As others have gone over, he cannot be "thrown out" as that is considered retaliation. The landlord may not renew his lease, however.
The lease is month to month. 30 days and out.
Many States have a non-retaliation clause written into state law. In Texas, where I live, the non-retaliation law extends for 6 months following the date of the tenants actions, which specifically includes reporting the property to building inspection or code officials. So the landlord cannot terminate the rental for at least 6 months following that event.
Many States have a non-retaliation clause written into state law. In Texas, where I live, the non-retaliation law extends for 6 months following the date of the tenants actions, which specifically includes reporting the property to building inspection or code officials. So the landlord cannot terminate the rental for at least 6 months following that event.
Not in NJ and not most places.
And OP is not reporting the place where OP lives...but another place.
Any overt action OP takes is likely suicide as far as keeping the place.
My idea of fair would be lower rent in order to compensate for the extremely high electricity bill. My rent is not low now, it is on the higher end of average for rent in the area. If they lower the rent, put it in writing, sign a new lease (I'm currently on month-to-month and would like at least a 6 month lease), then I will keep my mouth shut and continue to live there. If they don't agree and only want to pay back electricity to me and tell me to move then I will take them to court, report her to code enforcer, tax assessors office, etc. etc.
That's blackmail.
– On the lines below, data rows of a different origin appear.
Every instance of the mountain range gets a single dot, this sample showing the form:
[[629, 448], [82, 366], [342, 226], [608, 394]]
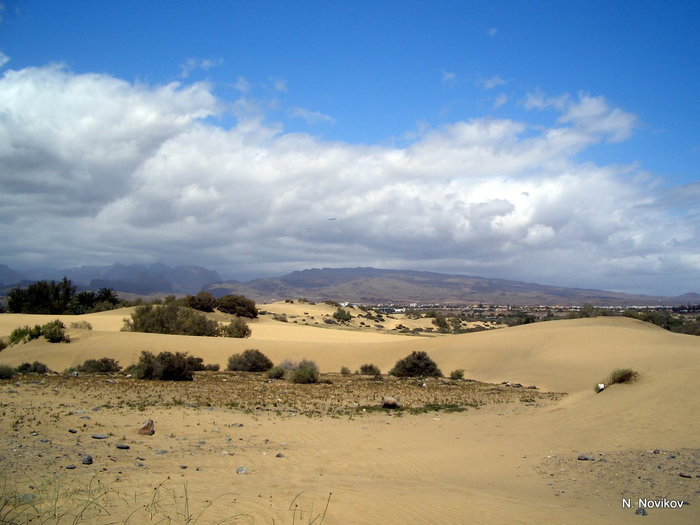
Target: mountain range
[[359, 285]]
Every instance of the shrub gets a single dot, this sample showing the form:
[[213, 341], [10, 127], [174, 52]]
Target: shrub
[[203, 301], [238, 305], [236, 328], [457, 374], [24, 334], [35, 368], [342, 316], [55, 332], [305, 372], [170, 319], [166, 366], [6, 372], [370, 370], [416, 364], [104, 365], [276, 372], [251, 360], [81, 325]]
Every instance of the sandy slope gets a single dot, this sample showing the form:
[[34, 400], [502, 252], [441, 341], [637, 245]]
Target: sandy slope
[[500, 464]]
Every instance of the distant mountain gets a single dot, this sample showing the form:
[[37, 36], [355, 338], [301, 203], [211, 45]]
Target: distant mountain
[[372, 286], [136, 278], [8, 276]]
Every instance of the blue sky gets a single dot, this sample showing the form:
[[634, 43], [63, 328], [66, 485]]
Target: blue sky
[[555, 142]]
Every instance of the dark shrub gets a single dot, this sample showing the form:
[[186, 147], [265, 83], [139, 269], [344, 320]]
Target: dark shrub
[[24, 334], [166, 366], [342, 316], [416, 364], [104, 365], [55, 332], [276, 372], [170, 319], [35, 368], [236, 328], [305, 372], [370, 370], [250, 360], [237, 305], [203, 301]]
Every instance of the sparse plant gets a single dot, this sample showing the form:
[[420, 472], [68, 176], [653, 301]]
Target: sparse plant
[[236, 328], [370, 370], [305, 372], [251, 360], [418, 363], [457, 374]]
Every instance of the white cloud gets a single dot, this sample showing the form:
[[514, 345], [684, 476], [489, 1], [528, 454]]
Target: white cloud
[[490, 83], [96, 170], [311, 117]]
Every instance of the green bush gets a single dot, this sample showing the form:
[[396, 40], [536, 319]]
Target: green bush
[[35, 368], [370, 370], [237, 305], [104, 365], [276, 372], [166, 366], [251, 360], [24, 334], [55, 332], [457, 374], [170, 319], [342, 316], [236, 328], [414, 365], [305, 372]]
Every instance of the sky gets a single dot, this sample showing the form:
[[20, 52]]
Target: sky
[[549, 142]]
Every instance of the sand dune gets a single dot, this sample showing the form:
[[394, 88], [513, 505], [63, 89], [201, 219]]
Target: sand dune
[[504, 463]]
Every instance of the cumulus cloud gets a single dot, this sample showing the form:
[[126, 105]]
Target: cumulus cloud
[[96, 170]]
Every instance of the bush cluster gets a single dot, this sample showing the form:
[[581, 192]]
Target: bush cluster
[[417, 364], [53, 332], [166, 366], [251, 360], [104, 365]]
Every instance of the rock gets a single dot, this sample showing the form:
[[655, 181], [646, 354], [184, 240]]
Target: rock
[[390, 402], [148, 428]]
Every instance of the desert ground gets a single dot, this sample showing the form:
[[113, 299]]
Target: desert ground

How do you suppose a judge would react to you saying this to your LL? You will have to say it in writing too, because any and all verbal conversations are not going to be acceptable in court (if that's where this leads). To get this point across to your LL, you will have to spell it out in a certified letter (which the LL will then present to the court as evidence). I don't see a judge looking highly on this way of thinking that you have...but let us know how it turns out.
Many States have a non-retaliation clause written into state law. In Texas, where I live, the non-retaliation law extends for 6 months following the date of the tenants actions, which specifically includes reporting the property to building inspection or code officials. So the landlord cannot terminate the rental for at least 6 months following that event.
Same deal in CA. It's considered a retaliatory eviction, if the LL kicks you out within 6 months of exercising your rights about certain things. And a tenant is protected against this by law.
Same deal in CA. It's considered a retaliatory eviction, if the LL kicks you out within 6 months of exercising your rights about certain things. And a tenant is protected against this by law.
That's blackmail. How do you suppose a judge would react to you saying this to your LL? You will have to say it in writing too, because any and all verbal conversations are not going to be acceptable in court (if that's where this leads). To get this point across to your LL, you will have to spell it out in a certified letter (which the LL will then present to the court as evidence). I don't see a judge looking highly on this way of thinking that you have...but let us know how it turns out.
It is not blackmail. The basic complaint is likely sound. The OP should pick words more carefully.